Get More Clout
Before there was “The Power of Positive Thinking” and “The 7 Habits of Highly Effective People,” there was Dale Carnegie’s “How to Win Friends and Influence People,” arguably one of the first self-help bestsellers in history. Since Carnegie first penned this guide in 1936, more than 15 million copies have been sold.
What makes this book endure? At its core, the book teaches readers how to gain influence and power over others, not by force but with kinder, gentler means. Simply put, to change others’ behavior, you have to first alter your own. These days, we have social scientific research to back up a lot of Carnegie’s claims. Here are some that have stood the test of time, plus what new research has shown us.
Think you can win friends with your gift of gab? Think again, says Columbia University research published in the Journal of Research in Personality. When subjects were asked to rate former work colleagues, scientists found those with the most influence were the best listeners not talkers. “Many academic and popular accounts stress that those capable of effective expression — speaking up and holding forth — often garner influence,” say the study authors.

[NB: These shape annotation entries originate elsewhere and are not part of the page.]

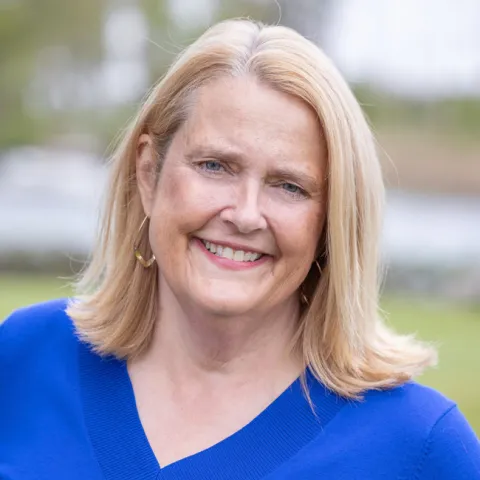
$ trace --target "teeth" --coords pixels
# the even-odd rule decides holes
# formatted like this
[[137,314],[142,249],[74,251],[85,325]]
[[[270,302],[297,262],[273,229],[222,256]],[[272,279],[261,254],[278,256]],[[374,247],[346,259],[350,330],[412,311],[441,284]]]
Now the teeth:
[[233,250],[230,247],[223,247],[222,245],[216,245],[215,243],[203,241],[203,244],[210,252],[217,255],[217,257],[228,258],[236,262],[254,262],[258,260],[262,254],[254,252],[244,252],[243,250]]
[[243,250],[236,250],[235,253],[233,254],[233,259],[236,262],[243,262],[243,256],[244,255],[245,255],[245,253],[243,252]]

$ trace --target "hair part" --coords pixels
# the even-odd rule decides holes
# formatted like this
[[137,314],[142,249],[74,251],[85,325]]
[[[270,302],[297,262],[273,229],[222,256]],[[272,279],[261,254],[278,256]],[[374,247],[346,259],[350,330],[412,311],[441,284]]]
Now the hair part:
[[136,181],[137,143],[148,133],[158,170],[188,118],[195,92],[222,76],[253,75],[293,95],[317,114],[328,156],[327,223],[316,266],[302,286],[309,294],[296,345],[305,365],[345,397],[400,385],[436,362],[432,347],[389,330],[379,314],[379,240],[384,185],[375,140],[347,83],[313,43],[282,26],[250,20],[219,23],[172,64],[152,89],[111,159],[104,218],[93,257],[67,313],[99,354],[129,358],[144,351],[158,312],[158,269],[133,255],[151,255]]

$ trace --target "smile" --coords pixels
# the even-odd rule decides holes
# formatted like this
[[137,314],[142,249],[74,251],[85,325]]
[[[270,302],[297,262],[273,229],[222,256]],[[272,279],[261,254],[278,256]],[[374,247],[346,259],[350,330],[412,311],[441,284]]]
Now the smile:
[[256,262],[263,257],[263,254],[258,252],[248,252],[244,250],[234,250],[233,248],[225,245],[218,245],[216,243],[207,242],[206,240],[200,241],[205,245],[205,248],[220,258],[226,258],[235,262]]

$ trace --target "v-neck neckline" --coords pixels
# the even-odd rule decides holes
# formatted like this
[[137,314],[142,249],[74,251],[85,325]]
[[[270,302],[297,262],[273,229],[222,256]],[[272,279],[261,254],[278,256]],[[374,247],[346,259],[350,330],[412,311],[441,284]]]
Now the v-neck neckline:
[[240,430],[165,467],[159,465],[136,407],[126,362],[79,349],[85,424],[106,480],[261,479],[315,438],[344,405],[307,371],[315,412],[295,380]]

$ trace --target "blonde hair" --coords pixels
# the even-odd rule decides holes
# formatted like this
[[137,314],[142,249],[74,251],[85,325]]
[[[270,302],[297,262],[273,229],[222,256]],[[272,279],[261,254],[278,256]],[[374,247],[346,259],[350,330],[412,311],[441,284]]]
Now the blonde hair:
[[151,254],[136,183],[139,136],[153,136],[159,165],[188,114],[191,94],[221,76],[253,75],[302,99],[317,113],[328,151],[328,206],[321,275],[302,285],[309,305],[297,345],[305,364],[346,397],[399,385],[435,363],[435,351],[390,331],[379,315],[379,239],[384,186],[370,128],[340,73],[313,43],[282,26],[250,20],[219,23],[173,63],[152,89],[112,157],[112,172],[91,263],[68,314],[80,337],[100,354],[128,358],[143,351],[157,318],[157,267],[133,255],[140,241]]

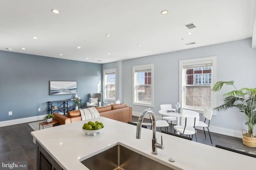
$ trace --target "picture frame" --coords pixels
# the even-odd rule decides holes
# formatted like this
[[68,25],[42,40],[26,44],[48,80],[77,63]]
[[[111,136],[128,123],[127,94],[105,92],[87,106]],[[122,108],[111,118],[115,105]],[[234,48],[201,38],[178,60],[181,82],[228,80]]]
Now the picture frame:
[[49,87],[50,95],[77,93],[76,81],[49,81]]

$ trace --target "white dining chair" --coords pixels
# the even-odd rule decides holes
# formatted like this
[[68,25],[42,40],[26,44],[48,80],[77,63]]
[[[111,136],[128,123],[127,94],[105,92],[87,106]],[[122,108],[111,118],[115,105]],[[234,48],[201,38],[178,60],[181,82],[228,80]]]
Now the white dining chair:
[[[152,119],[150,117],[150,122],[152,123]],[[162,130],[162,127],[164,127],[164,130],[168,131],[168,127],[170,125],[168,123],[163,120],[158,120],[156,121],[156,127],[160,127],[160,130]],[[151,124],[151,129],[152,129],[152,125]]]
[[[202,127],[204,129],[204,136],[206,137],[206,135],[205,135],[205,131],[204,131],[204,128],[206,127],[208,130],[208,133],[209,133],[209,136],[210,137],[210,139],[211,140],[211,143],[212,144],[212,138],[211,138],[211,135],[210,134],[210,131],[209,131],[209,126],[210,126],[210,121],[212,119],[212,111],[210,110],[209,109],[206,108],[204,110],[204,117],[205,118],[204,119],[204,121],[199,121],[198,125],[197,127]],[[208,119],[209,121],[208,122],[208,125],[206,123],[206,119]]]
[[182,135],[196,135],[196,142],[197,142],[197,136],[196,136],[196,130],[195,127],[198,126],[199,122],[199,116],[185,115],[181,117],[181,125],[176,125],[174,126],[175,130]]
[[[161,110],[162,109],[172,109],[172,105],[170,104],[161,104],[160,105],[160,109]],[[171,130],[172,129],[172,121],[176,121],[177,119],[176,117],[174,116],[164,116],[164,117],[163,115],[162,115],[162,119],[166,121],[167,123],[169,121],[169,122],[171,122]]]

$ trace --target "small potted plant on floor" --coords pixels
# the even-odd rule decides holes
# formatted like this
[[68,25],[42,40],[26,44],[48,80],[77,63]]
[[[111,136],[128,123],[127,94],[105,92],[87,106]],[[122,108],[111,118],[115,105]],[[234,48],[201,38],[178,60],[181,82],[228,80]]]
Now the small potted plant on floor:
[[46,119],[46,122],[50,123],[52,121],[52,118],[54,117],[54,115],[51,114],[46,115],[44,117],[44,119]]
[[76,110],[78,110],[78,106],[80,105],[80,102],[82,100],[82,99],[79,99],[78,98],[74,99],[74,103],[73,104],[74,106],[76,106]]
[[256,135],[253,131],[256,125],[256,88],[242,88],[238,90],[233,84],[234,81],[220,81],[215,84],[212,89],[213,92],[220,91],[224,84],[233,86],[235,90],[224,94],[223,96],[226,96],[224,104],[214,109],[222,111],[235,107],[243,113],[248,132],[244,130],[246,133],[243,133],[243,144],[248,147],[256,147]]

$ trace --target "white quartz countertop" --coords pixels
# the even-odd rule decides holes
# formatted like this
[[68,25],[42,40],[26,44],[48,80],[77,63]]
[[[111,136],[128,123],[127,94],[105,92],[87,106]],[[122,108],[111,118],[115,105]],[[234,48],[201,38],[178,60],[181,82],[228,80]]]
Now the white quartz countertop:
[[[102,122],[100,133],[86,135],[82,128],[89,121]],[[136,126],[104,117],[61,125],[31,132],[37,141],[64,170],[88,170],[80,162],[117,144],[120,144],[177,170],[251,169],[256,159],[214,147],[158,132],[163,137],[164,150],[153,155],[152,131],[142,128],[141,139],[136,138]],[[241,141],[242,142],[242,141]],[[170,157],[175,162],[169,161]]]

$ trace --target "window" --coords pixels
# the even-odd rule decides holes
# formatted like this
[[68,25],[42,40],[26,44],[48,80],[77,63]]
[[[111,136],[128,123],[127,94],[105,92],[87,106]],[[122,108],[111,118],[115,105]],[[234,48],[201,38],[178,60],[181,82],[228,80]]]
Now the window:
[[116,101],[116,68],[103,70],[104,75],[104,99]]
[[216,82],[216,57],[180,61],[180,102],[184,108],[202,112],[216,107],[211,89]]
[[153,64],[133,66],[133,104],[153,107]]

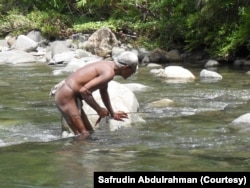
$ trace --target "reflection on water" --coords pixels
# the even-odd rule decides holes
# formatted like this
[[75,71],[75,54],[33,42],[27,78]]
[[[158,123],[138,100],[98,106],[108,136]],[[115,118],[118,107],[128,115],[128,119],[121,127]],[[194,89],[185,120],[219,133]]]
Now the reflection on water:
[[[122,83],[136,91],[145,124],[110,132],[102,127],[86,141],[60,139],[60,114],[50,88],[66,75],[53,68],[0,65],[1,187],[93,187],[94,171],[249,171],[248,132],[229,124],[249,112],[249,75],[219,68],[223,80],[165,82],[141,67]],[[149,103],[170,99],[169,107]]]

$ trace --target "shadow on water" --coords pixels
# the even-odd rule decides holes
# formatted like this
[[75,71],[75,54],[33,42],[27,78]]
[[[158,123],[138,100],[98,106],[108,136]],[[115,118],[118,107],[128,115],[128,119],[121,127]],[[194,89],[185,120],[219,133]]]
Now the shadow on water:
[[[189,70],[199,77],[200,68]],[[40,64],[1,65],[0,186],[93,187],[95,171],[248,171],[249,132],[230,123],[249,111],[250,78],[217,71],[218,82],[169,83],[146,67],[116,78],[149,86],[135,92],[146,123],[114,132],[101,127],[76,141],[60,138],[60,115],[48,97],[66,75]],[[149,105],[164,98],[174,105]]]

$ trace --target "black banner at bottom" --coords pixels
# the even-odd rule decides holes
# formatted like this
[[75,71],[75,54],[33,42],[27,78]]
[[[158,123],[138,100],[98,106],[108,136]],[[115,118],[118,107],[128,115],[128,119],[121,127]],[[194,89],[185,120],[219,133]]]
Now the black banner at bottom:
[[155,187],[249,187],[250,172],[94,172],[94,188],[128,185]]

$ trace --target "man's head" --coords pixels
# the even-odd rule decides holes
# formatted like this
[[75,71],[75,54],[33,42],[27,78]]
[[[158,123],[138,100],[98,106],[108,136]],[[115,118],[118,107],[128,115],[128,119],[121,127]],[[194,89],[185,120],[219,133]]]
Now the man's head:
[[128,66],[134,71],[136,71],[139,61],[138,56],[135,53],[129,51],[122,52],[120,55],[114,57],[113,59],[119,68]]

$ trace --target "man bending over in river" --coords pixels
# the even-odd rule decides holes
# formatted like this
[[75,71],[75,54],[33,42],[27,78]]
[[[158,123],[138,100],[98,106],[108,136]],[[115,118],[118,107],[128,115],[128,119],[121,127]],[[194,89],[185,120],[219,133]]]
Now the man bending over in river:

But research suggests otherwise: “Those who listen well may reap both informational and relational benefits that make them more influential.” The reason? Hearing what colleagues have to say fosters two key elements for gaining influence: forming trust and learning new information.
Forget Stats, Get Personal
Numbers may not lie, but it looks like they may not have the same powerful effect as personal stories, according to University of Pennsylvania’s Wharton School of Business research. Trying to get others behind you on a particular cause or agenda? Appeal to their emotions, and skip the stone-cold facts even when they’re irrefutable. When the study authors evaluated subjects’ reactions to a charitable cause, grim stats still didn’t move them to action as much as personal stories that tugged at their heartstrings.
Start Saying “Yeah” More
When MIT researchers studied the art of the successful business meeting, they found it possible to predict if a proposal would be accepted or rejected — just by the kinds of persuasive words used by the speaker. Two of most powerful words for the boardroom: “yeah” and “start.”
It appears when you begin a response with the positive word, “yeah,” you’re “framing a suggestion as an agreement with a previous suggestion,” say the authors. Apparently, when your idea “comes across as if it were in line with the previous thoughts by others, the suggestion has a higher chance of being accepted.” In a similar fashion, begin with the word “start” when giving a command. The MIT researchers found meeting attendees complied more readily when this kinder, gentler version of “do this!” was used.
Smile Genuinely (and Don’t Keep Eye Contact for Too Long)
To just “grin and bear it” may not do you any good when you’re trying to gain influence. People can usually tell you’re faking it, say researchers. Drum up a real smile, dubbed a “Duchenne smile” for the 19th century French neurologist who first formally documented the physical attributes of a genuine smile (that is, your cheeks rise and you create crinkles or crow's’ feet around your eyes), and you can actually persuade people you’re authentic and trustworthy.
Even when you’re good at showcasing your Duchenne, be sure you don’t hold the gaze of the listener for too long or you’ll undermine your persuasion, found research published in the journal of Psychological Science. A new study suggests that eye contact may actually make people more resistant to you, especially if they’re inclined to disagree with you in the first place. Looking into someone’s eyes can also be perceived as an attempt to “stare down” or exert dominance, a real no-no in the Carnegie school of influence. Looking at the other person’s mouth can help take the edge off in a potentially heated conversation.
Don’t Avoid Apologizing
Saying you’re sorry doesn’t undermine your influence (as long as you use it sparingly, and when you’ve genuinely done something you know you shouldn’t have). Rather, it can strengthen your appeal to those around you, say scientists. In one Harvard Business School study, researchers discovered apologies can build trust in those around you by demonstrating “empathetic concern.” In another study on the effectiveness of apologies by managers, Israeli study authors concluded similarly that apologizing is more effective than not. In fact, “the less expected they are, the greater their effectiveness.”
Give Lots (and Lots) of Praise
Don’t skimp on the compliments, even when you actually want to improve the performance of those around you, found Japanese researchers. When study subjects were praised for their sequential finger-tapping ability, their actual fine motor skills improved after a mere 24 hours (a time gap chosen so they wouldn’t have time to practice) — thanks to the compliments they received. “These results are the first to indicate praise-related improvements in motor skill memory are not due to a feedback-incentive mechanism, but instead involve direct effects on [improving motor skills],” say the authors.
How can we apply this on the job? Praise the new assistant who got through her first week without (too many) glitches. It will set the tone for her to put her all into a workplace that appreciates her skills.